IgA nephropathy: Presentation with recurrent gross or persistent hematuria, proteinuria, or more acutely with crescentic lesions. Around 20-30% of patients progress to ESKD at 20 years.
Membranous nephropathy: Presents with proteinuria and nephrotic syndrome. Five to 30% of patients reach spontaneous remission at 5-year follow-up. If untreated, 14% progress to ESKD at a 5-year follow-up.
Minimal change disease: Typically has an abrupt onset of nephrotic syndrome, proteinuria, and hypertension. Younger age at presentation is associated with a shorter time to complete remission.
Complement 3 glomerulopathies (C3G): Presents with proteinuria, hematuria, +/- low C3 +/- monoclonal gammopathy. The prognosis varies.
Lupus nephritis: Affects around 50% of patients with systemic lupus erythematosus and presents with abnormal urinalysis with or without decreased kidney function. Severity and prognosis vary by class, ability to achieve remission, and the number of relapses.
Vaccination in Glomerular Diseases
Why do we care about vaccinating patients with glomerular diseases?

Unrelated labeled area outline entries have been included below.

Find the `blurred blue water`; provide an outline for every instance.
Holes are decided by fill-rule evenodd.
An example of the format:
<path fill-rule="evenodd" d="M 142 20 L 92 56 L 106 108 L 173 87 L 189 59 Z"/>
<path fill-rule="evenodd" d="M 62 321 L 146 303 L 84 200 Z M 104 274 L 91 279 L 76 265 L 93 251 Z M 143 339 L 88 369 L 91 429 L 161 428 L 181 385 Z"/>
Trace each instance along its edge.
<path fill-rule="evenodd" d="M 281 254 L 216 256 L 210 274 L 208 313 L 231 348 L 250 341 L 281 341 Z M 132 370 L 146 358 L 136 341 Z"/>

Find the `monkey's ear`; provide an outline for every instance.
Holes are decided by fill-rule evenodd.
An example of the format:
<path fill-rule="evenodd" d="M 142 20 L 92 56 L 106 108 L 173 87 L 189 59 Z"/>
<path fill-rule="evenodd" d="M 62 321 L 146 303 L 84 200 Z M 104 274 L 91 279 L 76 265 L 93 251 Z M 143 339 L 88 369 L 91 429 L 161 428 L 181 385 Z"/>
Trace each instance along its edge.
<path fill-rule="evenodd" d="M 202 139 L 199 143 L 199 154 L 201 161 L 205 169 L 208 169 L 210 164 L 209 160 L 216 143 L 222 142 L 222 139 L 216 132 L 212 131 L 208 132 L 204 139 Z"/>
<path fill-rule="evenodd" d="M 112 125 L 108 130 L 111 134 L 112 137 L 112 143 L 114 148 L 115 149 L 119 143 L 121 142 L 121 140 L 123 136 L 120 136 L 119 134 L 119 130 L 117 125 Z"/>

Infections are among the leading causes of morbidity and mortality in chronic kidney disease patients (CKD). CKD causes immunosuppression, which is multifactorial, a combination of innate and adaptive immune system dysfunction, chronic inflammation, and endothelial cell dysfunction caused by uremia.
What are the current vaccination recommendations for CKD patients?
As summarized in a recently published guide to vaccination, CKD patients should receive routinely recommended vaccinations according to age group and other risk groups depending on their comorbidities. A particular emphasis is placed on three specific vaccines, the hepatitis B (HBV), influenza, and pneumococcal vaccine. However, the true benefit of routine vaccination in this population is not well defined, and more clinical data is needed to determine immunization efficiency. Live-attenuated vaccines are generally considered appropriate if inactivated vaccines are not available, but safety data are limited. However, patients who are receiving immunosuppressive treatment should avoid live-attenuated vaccines.
When should we vaccinate patients with CKD?
Patients with advanced CKD and patients receiving immunosuppressive treatment have a lower rate of seroconversion, lower antibody titers, and less sustained response after immunization than healthy controls. For instance, the HBV vaccine’s response is decreased in advanced kidney disease. This raises the importance of vaccinating CKD patients earlier in the course of the disease.